Every time a new Front-end dependency is added by you or others, you will need to run pnpm i to install the new dependencies.

Available Scripts

  • pnpm dev - Start development server
  • pnpm build - Build for production
  • pnpm start - Start production server
  • pnpm lint - Run ESLint and Prettier checks
  • pnpm format - Format code with Prettier
  • pnpm types - Run TypeScript type checking
  • pnpm test - Run Playwright tests
  • pnpm test-ui - Run Playwright tests with UI
  • pnpm fetch:openapi - Fetch OpenAPI spec from backend
  • pnpm generate:api-client - Generate API client from OpenAPI spec
  • pnpm generate:api - Fetch OpenAPI spec and generate API client

This project uses next/font to automatically optimize and load Inter, a custom Google Font.

🔄 Data Fetching

See CONTRIBUTING.md for guidance on generated API hooks, SSR + hydration patterns, and usage examples. You generally do not need to run OpenAPI commands unless adding/modifying backend endpoints.

🚩 Feature Flags

See CONTRIBUTING.md for feature flag usage patterns, local development with mocks, and how to add new flags.

🚚 Deploy

TODO

📙 Storybook

Storybook is a powerful development environment for UI components. It allows you to build UI components in isolation, making it easier to develop, test, and document your components independently from your main application.

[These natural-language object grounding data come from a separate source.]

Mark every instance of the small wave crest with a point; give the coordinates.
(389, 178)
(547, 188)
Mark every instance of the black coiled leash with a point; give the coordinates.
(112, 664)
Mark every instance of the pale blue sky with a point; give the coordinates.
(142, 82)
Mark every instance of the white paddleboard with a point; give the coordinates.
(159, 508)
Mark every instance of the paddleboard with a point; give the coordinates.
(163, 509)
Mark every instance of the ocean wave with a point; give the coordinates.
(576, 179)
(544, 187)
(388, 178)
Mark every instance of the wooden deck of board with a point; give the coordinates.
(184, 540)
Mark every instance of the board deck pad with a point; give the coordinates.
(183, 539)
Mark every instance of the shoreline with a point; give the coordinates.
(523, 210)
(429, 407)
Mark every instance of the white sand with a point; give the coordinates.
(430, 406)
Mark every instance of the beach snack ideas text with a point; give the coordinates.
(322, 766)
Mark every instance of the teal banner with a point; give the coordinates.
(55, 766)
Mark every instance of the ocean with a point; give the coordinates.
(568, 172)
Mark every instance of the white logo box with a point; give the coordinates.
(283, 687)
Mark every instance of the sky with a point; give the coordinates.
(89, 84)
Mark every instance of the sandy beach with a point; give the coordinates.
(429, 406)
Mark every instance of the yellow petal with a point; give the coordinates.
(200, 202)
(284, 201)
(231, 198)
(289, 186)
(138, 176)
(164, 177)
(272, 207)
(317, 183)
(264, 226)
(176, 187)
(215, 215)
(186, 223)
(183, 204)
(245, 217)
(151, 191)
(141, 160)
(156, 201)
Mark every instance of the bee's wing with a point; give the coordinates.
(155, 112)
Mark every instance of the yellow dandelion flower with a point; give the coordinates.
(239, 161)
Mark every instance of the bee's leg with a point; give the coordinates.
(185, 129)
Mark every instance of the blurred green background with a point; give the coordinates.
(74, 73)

Purpose in the Development Process

  1. Component Development: Develop and test UI components in isolation.
  2. Visual Testing: Easily spot visual regressions.
  3. Documentation: Automatically document components and their props.
  4. Collaboration: Share components with your team or stakeholders for feedback.

How to Use Storybook

  1. Start Storybook: Run the following command to start the Storybook development server:

    pnpm storybook
    

    This will start Storybook on port 6006. Open http://localhost:6006 in your browser to view your component library.

  2. Build Storybook: To build a static version of Storybook for deployment, use:

    pnpm build-storybook
    
  3. Running Storybook Tests: Storybook tests can be run using:

    pnpm test-storybook
    
  4. Writing Stories: Create .stories.tsx files alongside your components to define different states and variations of your components.

By integrating Storybook into our development workflow, we can streamline UI development, improve component reusability, and maintain a consistent design system across the project.

🔭 Tech Stack

Core Framework & Language

  • Next.js - React framework with App Router
  • React - UI library for building user interfaces
  • TypeScript - Typed JavaScript for better developer experience

Styling & UI Components

Development & Testing

Backend & Services

  • Supabase - Backend-as-a-Service (database, auth, storage)
  • Sentry - Error monitoring and performance tracking

Package Management

  • pnpm - Fast, disk space efficient package manager
  • Corepack - Node.js package manager management

Additional Libraries

Development Tools

  • NEXT_PUBLIC_REACT_QUERY_DEVTOOL - Enable React Query DevTools. Set to true to enable.